Oui, ici et maintenant, l’heure vient et elle est là, comme elle était là ce midi-là, au bord du puits, comme elle est là aujourd’hui, comme elle peut être là, chaque fois que nous nous efforçons d’être en vérité avec nous-mêmes, chaque fois que nous nous laissons interpeller par le Christ.

Comment ?

Par la parole. Encore et toujours, par la parole.

Mais attention, pas n’importe quelle parole :

L’avez-vous remarqué : par une parole qui interroge, qui questionne, qui s’ouvre à l’autre, à la rencontre…

« Comment, toi, le Juif, tu me demandes à boire, à moi une samaritaine ? »

Et la première parole du Maître était aussi une demande : « Donne-moi à boire… »

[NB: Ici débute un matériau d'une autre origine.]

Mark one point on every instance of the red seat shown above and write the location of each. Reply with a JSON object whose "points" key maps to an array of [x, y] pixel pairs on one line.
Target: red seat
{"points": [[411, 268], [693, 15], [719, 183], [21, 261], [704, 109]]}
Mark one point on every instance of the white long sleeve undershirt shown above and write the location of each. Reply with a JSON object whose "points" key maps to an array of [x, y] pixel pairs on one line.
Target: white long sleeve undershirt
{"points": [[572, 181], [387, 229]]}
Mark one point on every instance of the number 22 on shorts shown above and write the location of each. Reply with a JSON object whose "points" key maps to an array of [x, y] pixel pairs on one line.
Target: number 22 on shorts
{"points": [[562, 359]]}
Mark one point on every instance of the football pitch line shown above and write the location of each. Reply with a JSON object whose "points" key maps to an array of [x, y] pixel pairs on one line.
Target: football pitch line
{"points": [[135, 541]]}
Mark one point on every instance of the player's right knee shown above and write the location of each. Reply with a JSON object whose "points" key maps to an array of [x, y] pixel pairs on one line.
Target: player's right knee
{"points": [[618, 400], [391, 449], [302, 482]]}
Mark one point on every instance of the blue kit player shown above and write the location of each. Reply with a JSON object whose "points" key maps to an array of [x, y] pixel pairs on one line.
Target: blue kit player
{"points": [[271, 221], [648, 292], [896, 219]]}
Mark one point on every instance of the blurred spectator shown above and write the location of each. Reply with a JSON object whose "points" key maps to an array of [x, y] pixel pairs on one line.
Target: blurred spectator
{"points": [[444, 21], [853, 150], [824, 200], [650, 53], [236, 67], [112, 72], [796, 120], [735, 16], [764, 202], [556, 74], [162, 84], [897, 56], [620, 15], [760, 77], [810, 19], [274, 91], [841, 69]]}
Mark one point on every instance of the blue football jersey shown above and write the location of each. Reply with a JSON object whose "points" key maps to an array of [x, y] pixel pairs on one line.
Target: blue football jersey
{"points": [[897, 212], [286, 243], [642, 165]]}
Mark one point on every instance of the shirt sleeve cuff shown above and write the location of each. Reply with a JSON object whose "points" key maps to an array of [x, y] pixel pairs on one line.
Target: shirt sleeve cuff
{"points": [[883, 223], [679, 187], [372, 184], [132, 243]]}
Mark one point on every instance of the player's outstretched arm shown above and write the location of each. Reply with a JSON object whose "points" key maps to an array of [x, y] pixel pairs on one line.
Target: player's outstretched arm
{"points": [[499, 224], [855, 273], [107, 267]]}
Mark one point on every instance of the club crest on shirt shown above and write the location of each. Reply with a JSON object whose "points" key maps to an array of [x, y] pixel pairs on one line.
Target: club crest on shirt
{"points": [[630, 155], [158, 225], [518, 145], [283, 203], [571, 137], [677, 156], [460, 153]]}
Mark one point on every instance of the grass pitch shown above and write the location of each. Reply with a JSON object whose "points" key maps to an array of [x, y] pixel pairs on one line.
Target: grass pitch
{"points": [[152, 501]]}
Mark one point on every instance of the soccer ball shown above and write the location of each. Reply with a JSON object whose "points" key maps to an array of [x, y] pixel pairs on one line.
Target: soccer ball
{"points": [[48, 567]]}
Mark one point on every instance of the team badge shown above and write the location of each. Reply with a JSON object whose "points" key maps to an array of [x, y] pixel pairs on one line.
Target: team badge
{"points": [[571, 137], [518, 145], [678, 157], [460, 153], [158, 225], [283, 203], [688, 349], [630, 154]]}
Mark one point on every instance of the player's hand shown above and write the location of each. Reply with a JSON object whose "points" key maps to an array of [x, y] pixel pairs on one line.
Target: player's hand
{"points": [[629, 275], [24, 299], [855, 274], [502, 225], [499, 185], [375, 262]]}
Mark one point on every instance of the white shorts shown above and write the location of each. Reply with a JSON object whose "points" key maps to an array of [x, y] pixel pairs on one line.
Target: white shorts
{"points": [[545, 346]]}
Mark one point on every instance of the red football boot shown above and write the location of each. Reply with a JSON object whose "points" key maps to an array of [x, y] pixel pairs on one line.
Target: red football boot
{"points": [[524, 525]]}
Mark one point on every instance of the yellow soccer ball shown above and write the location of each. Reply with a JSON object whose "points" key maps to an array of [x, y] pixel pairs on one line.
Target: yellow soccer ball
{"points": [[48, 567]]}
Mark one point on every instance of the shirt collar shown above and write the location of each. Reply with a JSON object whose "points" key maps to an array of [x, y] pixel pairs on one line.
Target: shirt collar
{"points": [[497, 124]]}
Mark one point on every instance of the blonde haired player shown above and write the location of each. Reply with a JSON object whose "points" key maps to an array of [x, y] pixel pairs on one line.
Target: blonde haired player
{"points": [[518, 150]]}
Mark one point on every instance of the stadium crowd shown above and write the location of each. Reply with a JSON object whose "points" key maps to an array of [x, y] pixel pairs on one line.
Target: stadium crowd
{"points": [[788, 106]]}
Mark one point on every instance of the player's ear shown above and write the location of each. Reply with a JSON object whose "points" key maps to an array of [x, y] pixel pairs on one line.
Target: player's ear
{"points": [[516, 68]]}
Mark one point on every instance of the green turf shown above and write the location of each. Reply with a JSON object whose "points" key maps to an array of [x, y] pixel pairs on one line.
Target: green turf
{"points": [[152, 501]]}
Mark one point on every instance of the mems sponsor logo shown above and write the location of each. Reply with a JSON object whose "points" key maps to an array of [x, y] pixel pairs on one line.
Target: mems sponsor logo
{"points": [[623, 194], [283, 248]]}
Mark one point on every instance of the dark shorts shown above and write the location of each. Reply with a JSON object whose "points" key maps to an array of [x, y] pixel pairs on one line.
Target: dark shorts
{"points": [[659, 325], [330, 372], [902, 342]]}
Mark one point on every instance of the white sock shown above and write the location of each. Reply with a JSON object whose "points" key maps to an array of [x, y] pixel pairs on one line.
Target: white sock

Dieu ne se tient pas au plus profond de nos convictions, mais il se dresse au plus profond de nos questions et c’est de là qu’il vient rouvrir nos vies et les réorienter vers la vie et ce qui fait vivre ; et cela en vie éternelle, en vie de plénitude ; car l’éternité n’est pas demain, mais elle est aujourd’hui, comme elle était déjà hier, comme elle est chaque fois que la vie triomphe sur la souffrance et la haine.

Oui, l’homme vit de questions, donc prenons garde de ne pas enfermer trop vite ni Dieu, ni l’autre dans nos réponses toutes faites.

Alors, ces incroyables rencontres qui font vivre :

Où ? n’importe où ;

Quand ? aujourd’hui ;

Comment ? par la seule force de nos questions.

Pourquoi ? Mais pour tout changer !

Pour redonner souffle à nos vies à bout de souffle, pour nous ouvrir au don qui seul peut redonner sens à nos vies trop souvent insensées…

Un verbe traverse tout le récit : donner. 12 fois dans notre péricope !

Voilà peut-être le secret.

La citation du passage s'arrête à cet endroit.